In 1758 a more significant opportunity opened for him in London as editor of the Annual Register. Burke wrote the Register’s original articles singlehandedly until at least 1764. This job had three main consequences for his later writings and speeches. The Annual Register reprinted a broad variety of historical, scientific, antiquarian, and literary research, whose scope is later revealed in Burke’s wide-ranging imagery, diction, and general knowledge. Second, the ideas he expressed in his book reviews developed into longstanding principles which guided his entire life. In 1759 he criticized Rousseau’s “satire on civilized society,” for instance, because it would “unsettle our notions of right and wrong.” He returns to this theme in the Letter to a Member of the National Assembly (1791), where he charges that Rousseau’s “paradoxical morality…led directly” to the cultural revolution that preceded the French Revolution.

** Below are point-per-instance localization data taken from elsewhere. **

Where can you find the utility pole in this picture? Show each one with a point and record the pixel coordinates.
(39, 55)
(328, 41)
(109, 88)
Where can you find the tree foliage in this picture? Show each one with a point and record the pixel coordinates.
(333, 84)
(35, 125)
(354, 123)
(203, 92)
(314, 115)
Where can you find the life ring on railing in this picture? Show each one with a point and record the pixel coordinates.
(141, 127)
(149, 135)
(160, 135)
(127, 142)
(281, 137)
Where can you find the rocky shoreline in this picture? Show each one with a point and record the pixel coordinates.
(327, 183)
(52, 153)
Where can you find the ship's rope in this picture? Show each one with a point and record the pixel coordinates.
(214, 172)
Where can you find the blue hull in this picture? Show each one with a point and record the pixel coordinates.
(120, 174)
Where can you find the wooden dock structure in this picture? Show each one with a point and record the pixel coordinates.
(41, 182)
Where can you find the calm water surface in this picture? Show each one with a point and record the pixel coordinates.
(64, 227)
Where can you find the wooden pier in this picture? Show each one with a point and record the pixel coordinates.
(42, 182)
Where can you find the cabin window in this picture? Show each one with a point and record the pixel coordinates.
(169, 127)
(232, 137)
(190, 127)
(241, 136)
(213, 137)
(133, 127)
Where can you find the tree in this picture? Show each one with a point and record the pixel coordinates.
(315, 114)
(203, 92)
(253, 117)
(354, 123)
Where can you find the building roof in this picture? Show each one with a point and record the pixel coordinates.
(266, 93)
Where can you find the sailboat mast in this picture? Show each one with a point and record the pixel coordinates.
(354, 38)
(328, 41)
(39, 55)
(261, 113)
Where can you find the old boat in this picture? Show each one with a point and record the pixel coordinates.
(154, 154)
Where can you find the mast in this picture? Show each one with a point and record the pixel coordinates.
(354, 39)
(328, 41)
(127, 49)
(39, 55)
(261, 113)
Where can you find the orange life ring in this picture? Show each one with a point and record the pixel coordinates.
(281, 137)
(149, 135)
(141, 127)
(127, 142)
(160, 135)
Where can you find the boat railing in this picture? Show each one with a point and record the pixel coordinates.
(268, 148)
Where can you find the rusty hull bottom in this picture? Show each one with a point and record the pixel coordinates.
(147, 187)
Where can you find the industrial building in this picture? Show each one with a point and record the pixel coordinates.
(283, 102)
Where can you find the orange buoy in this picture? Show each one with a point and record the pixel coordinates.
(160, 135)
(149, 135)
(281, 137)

Most important, the Annual Register’s long historical articles, broken up into essaylength chapters, gave Burke practice in making historical exposition interesting to his audience. In these early articies, he experiments with combining extensive knowledge of the events of the year—from the military operations of the Seven Years’ War to the conquests of the East India Company—with the strategic significance of any given event and an estimate of the characters of the persons involved. Burke refines and expands this combination of data, character, and underlying historical significance into the powerful rhetoric of his later political writings. It is a logical development from Burke’s ironic description of English “astonishment and indignation at finding that an Asiatic prince of their own creation had dared to be a sovereign” (1764) to his bitter sarcasm at the end of Warren Hastings’ trial, where he casts Hastings as Macbeth: “‘Thou has it now, King, Cawdor, Glamis, all’” (1794).

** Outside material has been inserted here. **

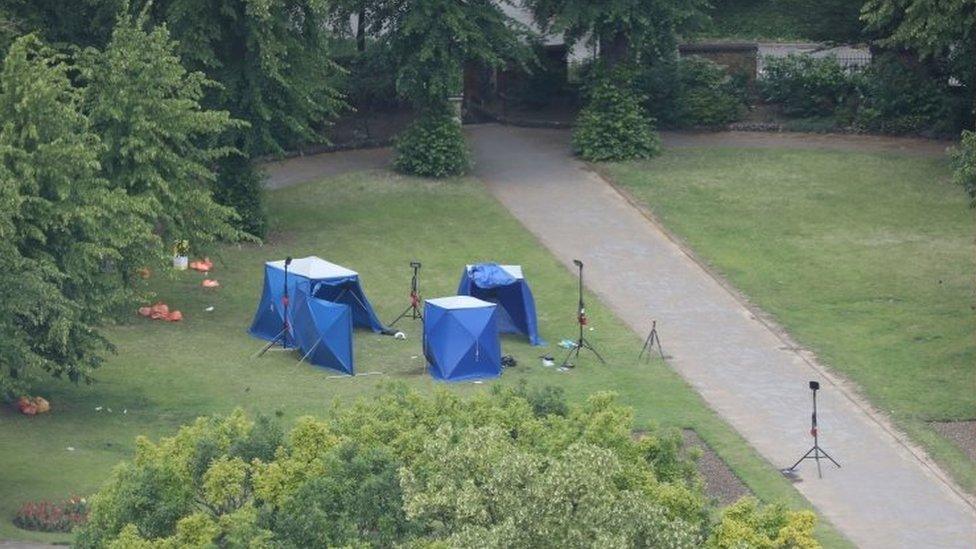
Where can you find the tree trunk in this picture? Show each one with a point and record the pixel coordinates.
(614, 49)
(361, 28)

In Burke’s writings, definitions and principles arise out of example and experience, rather than vice versa. Even in the very theoretical “Introduction on Taste” (1759) to his A Philosophical Enquiry into…the Sublime and Beautiful, Burke argues that the definition of taste “seems rather to follow than to precede our enquiry…” While he does define taste, he contrasts his inquiry with one based on “naked reason.” The one work where Burke proceeds strictly from propositions to conclusions (A Vindication of Natural Society, 1756) is a satire—undetected by some—on the Enlightenment notion that unaided human reason can establish secure foundations for society, apart from custom and historical precedent.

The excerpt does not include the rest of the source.